Microsoft has been following a pretty steady version number scheme with their operating systems lately:
Windows 7, then Windows 8, and then…Windows 10.
That’s right. They just skipped Windows 9.
So don’t worry, you didn’t miss a major version of Windows. Microsoft simply decided not name their Windows 8 successor as Windows 9, but went with Windows 10 instead.
Windows 9 was assumed to be the name for Microsoft’s operating system after Windows 8 but Windows 10 was announced instead.
Mary Jo Foley, who regularly reports on Microsoft, explained it this way in a piece she wrote on September 30, 2014, the day of the Windows 10 announcement:
“But Microsoft went instead with Windows 10 because they wanted to signify that the coming Windows release would be the last “major” Windows update. Going forward, Microsoft is planning to make regular, smaller updates to the Windows 10 codebase, rather than pushing out new major updates years apart. Windows 10 will have a common codebase across multiple screen sizes, with the UI tailored to work on those devices.”

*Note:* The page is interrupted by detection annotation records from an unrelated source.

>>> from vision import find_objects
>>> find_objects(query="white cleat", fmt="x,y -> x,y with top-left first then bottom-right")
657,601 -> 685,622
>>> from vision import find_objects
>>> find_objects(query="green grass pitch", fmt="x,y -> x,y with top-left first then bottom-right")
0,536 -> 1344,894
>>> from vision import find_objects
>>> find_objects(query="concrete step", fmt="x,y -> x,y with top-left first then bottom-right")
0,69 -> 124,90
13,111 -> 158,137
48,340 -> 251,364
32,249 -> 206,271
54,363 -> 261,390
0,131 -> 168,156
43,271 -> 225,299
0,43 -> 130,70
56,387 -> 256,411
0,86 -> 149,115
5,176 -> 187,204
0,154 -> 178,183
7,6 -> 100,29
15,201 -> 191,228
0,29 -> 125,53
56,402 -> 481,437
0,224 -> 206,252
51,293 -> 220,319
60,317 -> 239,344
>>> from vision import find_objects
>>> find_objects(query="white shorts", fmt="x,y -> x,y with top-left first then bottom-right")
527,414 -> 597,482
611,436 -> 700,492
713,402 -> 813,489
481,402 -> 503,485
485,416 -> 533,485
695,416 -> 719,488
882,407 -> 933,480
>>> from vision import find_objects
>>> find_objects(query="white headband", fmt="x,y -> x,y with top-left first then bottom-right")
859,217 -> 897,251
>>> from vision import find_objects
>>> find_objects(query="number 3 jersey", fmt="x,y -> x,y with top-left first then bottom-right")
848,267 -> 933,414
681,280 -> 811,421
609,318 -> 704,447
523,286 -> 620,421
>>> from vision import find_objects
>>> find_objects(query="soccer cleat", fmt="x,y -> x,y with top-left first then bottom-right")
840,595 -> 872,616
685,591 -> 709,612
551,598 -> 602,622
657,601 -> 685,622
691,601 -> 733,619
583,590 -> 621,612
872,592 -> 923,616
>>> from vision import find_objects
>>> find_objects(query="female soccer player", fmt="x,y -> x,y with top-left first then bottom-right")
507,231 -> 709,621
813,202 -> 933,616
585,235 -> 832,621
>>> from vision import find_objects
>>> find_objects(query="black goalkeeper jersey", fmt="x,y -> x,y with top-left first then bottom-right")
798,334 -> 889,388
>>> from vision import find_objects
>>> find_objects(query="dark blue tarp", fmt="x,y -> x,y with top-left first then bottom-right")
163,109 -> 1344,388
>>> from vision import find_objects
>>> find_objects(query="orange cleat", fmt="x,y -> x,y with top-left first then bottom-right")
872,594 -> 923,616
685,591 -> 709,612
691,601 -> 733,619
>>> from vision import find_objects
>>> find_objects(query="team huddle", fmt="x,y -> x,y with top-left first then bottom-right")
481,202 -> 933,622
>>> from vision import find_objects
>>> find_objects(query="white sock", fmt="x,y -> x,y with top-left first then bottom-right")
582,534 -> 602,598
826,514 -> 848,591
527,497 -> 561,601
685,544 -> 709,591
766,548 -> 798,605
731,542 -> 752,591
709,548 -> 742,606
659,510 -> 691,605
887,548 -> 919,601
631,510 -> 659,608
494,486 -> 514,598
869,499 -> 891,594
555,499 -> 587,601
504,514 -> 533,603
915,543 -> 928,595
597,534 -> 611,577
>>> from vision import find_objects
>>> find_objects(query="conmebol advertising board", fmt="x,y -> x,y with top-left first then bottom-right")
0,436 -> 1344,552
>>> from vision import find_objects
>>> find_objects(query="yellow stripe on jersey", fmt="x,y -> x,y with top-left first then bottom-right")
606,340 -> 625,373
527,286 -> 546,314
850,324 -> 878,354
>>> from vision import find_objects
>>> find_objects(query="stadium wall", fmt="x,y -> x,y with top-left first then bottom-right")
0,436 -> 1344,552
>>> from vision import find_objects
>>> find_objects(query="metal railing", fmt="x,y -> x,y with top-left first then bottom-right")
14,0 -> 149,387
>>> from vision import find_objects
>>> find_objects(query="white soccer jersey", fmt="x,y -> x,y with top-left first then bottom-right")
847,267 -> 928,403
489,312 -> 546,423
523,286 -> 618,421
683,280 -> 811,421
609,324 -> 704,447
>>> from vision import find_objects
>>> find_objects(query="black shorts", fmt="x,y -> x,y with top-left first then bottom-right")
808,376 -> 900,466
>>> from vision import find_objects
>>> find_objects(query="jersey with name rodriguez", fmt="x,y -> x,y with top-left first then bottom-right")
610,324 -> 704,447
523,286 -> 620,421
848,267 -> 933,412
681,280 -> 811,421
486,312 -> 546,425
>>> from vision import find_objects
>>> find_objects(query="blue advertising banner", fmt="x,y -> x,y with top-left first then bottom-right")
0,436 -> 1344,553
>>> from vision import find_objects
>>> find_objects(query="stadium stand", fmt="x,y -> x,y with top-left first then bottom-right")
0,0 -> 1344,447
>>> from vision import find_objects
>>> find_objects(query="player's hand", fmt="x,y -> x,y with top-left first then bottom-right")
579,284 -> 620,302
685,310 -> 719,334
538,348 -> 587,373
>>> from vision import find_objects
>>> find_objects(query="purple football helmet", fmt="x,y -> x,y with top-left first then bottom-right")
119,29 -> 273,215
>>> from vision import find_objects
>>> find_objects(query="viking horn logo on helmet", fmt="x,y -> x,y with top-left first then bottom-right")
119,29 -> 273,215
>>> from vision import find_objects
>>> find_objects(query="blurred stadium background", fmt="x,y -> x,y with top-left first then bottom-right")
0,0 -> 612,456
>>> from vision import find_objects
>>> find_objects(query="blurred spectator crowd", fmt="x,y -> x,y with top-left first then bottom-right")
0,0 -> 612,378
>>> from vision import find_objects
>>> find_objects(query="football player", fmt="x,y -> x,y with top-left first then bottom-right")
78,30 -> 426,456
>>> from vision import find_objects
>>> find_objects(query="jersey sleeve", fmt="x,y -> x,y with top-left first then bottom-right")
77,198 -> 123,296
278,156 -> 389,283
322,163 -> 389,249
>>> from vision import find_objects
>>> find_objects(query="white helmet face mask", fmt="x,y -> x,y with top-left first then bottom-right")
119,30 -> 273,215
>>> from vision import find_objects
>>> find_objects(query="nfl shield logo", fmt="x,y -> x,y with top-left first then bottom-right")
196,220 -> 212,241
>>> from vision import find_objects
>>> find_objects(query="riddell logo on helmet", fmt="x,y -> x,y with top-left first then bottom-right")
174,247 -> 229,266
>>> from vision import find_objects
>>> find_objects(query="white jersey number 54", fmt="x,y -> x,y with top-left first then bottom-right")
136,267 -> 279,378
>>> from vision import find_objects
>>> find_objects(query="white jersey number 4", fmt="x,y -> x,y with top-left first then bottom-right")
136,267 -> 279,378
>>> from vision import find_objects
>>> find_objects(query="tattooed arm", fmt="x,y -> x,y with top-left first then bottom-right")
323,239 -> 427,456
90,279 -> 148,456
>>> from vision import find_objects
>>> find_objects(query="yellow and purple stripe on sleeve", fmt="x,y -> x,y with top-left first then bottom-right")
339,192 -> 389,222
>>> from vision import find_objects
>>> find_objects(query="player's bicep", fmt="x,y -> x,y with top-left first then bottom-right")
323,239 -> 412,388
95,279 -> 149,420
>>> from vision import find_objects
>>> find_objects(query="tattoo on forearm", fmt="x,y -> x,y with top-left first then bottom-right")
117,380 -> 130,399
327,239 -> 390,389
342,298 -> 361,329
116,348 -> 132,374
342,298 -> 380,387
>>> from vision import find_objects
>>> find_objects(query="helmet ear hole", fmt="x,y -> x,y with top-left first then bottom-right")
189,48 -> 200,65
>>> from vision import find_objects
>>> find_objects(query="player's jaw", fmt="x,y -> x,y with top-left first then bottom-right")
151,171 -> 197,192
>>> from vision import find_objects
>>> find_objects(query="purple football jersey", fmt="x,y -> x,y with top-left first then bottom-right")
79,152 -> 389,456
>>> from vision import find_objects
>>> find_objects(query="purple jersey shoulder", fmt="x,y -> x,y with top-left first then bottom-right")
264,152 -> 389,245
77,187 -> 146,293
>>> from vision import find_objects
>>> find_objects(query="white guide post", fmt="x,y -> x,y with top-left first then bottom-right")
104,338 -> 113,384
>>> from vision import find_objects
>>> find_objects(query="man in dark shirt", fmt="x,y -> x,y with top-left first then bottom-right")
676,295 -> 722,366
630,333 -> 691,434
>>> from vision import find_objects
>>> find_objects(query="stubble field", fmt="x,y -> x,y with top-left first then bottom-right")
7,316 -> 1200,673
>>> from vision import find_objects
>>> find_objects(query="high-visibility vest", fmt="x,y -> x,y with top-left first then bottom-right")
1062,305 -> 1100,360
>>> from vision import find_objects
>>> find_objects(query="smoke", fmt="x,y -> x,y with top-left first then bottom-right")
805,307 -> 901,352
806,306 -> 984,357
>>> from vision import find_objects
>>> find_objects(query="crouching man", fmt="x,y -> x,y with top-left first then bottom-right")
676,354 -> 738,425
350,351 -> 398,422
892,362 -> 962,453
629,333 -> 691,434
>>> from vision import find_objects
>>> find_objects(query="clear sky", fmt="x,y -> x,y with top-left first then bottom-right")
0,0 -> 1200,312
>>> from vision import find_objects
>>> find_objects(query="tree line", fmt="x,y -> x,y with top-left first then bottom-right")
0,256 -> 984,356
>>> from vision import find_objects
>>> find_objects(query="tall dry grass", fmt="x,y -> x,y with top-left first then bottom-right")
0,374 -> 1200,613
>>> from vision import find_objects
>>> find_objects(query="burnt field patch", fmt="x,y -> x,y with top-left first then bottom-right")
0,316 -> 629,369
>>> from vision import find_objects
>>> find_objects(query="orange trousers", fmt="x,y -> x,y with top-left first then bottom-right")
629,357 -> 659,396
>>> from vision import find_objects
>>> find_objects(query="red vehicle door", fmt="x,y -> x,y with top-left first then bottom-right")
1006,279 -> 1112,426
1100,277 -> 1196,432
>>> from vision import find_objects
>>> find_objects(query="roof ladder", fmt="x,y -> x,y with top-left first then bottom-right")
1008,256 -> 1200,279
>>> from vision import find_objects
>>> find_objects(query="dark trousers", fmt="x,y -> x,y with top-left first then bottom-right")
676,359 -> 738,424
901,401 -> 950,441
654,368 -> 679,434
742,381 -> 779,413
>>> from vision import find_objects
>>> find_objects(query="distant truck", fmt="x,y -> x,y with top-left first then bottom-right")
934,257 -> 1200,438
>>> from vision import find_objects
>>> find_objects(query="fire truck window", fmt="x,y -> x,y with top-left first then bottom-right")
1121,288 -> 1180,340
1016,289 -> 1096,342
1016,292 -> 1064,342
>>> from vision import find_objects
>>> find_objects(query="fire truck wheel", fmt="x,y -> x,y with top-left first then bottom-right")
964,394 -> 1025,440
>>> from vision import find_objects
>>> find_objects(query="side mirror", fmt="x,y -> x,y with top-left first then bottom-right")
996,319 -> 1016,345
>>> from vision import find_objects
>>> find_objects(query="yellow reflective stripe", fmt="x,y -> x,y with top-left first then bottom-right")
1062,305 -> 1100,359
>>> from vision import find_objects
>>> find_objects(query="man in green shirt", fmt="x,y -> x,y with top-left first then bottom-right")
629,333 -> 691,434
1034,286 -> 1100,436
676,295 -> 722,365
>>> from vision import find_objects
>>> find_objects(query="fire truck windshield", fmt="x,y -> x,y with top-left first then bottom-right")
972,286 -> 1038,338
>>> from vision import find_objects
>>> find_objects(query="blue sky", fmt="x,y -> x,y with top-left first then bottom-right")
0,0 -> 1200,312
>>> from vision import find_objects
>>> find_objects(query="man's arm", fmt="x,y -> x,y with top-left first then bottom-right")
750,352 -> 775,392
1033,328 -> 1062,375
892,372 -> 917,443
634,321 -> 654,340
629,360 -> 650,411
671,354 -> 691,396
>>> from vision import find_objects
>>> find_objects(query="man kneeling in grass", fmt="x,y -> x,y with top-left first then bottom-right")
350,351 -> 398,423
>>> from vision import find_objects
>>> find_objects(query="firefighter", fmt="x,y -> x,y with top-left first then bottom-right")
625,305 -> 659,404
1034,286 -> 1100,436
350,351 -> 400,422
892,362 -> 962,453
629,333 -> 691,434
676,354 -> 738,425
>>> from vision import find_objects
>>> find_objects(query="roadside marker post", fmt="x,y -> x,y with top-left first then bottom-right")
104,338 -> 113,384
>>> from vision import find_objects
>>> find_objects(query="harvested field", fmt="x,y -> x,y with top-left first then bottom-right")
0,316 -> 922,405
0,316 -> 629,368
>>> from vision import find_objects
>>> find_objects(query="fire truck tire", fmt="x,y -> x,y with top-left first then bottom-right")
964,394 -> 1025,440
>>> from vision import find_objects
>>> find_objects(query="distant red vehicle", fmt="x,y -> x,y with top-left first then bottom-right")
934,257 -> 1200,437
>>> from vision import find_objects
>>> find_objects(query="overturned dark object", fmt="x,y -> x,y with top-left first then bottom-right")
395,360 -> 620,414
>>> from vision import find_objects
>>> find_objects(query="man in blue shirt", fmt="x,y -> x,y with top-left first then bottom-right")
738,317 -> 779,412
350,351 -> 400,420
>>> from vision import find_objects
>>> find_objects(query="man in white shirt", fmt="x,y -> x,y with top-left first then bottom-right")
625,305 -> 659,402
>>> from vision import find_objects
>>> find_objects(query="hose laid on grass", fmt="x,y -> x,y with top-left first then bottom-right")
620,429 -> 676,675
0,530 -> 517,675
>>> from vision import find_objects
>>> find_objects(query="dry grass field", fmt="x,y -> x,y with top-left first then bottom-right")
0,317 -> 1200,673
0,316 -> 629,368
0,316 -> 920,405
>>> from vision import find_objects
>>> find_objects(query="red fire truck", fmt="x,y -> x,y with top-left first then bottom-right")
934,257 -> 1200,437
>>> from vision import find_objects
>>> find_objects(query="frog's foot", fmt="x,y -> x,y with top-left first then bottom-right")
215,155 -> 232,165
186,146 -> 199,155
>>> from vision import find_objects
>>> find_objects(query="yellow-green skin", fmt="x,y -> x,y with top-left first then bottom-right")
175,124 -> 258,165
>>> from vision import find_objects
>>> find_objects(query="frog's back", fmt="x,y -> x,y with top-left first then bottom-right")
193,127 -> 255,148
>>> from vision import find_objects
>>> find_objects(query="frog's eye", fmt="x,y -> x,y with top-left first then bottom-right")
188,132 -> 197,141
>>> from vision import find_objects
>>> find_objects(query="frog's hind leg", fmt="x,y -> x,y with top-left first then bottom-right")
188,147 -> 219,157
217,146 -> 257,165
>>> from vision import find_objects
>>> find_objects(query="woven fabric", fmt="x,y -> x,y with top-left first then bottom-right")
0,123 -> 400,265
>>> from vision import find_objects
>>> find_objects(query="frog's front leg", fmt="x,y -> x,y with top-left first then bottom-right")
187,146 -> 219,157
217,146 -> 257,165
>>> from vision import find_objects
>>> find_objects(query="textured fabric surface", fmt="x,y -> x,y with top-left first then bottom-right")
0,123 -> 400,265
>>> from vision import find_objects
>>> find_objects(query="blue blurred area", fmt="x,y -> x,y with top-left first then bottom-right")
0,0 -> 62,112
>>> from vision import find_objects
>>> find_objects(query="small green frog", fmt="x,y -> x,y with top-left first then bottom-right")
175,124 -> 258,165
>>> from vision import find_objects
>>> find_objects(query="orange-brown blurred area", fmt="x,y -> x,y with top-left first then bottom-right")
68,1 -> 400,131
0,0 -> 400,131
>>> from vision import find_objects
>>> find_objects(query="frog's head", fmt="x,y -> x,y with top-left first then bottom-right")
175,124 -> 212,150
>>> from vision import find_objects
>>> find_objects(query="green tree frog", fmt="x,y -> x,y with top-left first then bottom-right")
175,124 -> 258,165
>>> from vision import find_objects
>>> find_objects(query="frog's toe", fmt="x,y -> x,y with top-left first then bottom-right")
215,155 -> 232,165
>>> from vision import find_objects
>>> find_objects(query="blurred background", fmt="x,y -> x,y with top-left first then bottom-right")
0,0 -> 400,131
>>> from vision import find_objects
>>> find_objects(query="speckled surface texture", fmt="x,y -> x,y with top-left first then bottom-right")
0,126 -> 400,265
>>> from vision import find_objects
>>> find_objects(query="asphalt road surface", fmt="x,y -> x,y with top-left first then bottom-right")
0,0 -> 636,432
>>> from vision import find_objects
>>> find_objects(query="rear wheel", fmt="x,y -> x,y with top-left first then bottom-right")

Later news about Windows 10 confirmed this idea – that Windows will be updated on a much more regular basis. So there may not ever be a Windows 11 or Windows 12, just an evolving and ever-better Windows. Period.
Sounds good to me.
Lets also consider the long term implication of this. We will have this OS for almost if not longer, than Windows XP ran. Which is why I push my clients to reserve their free upgrade ASAP.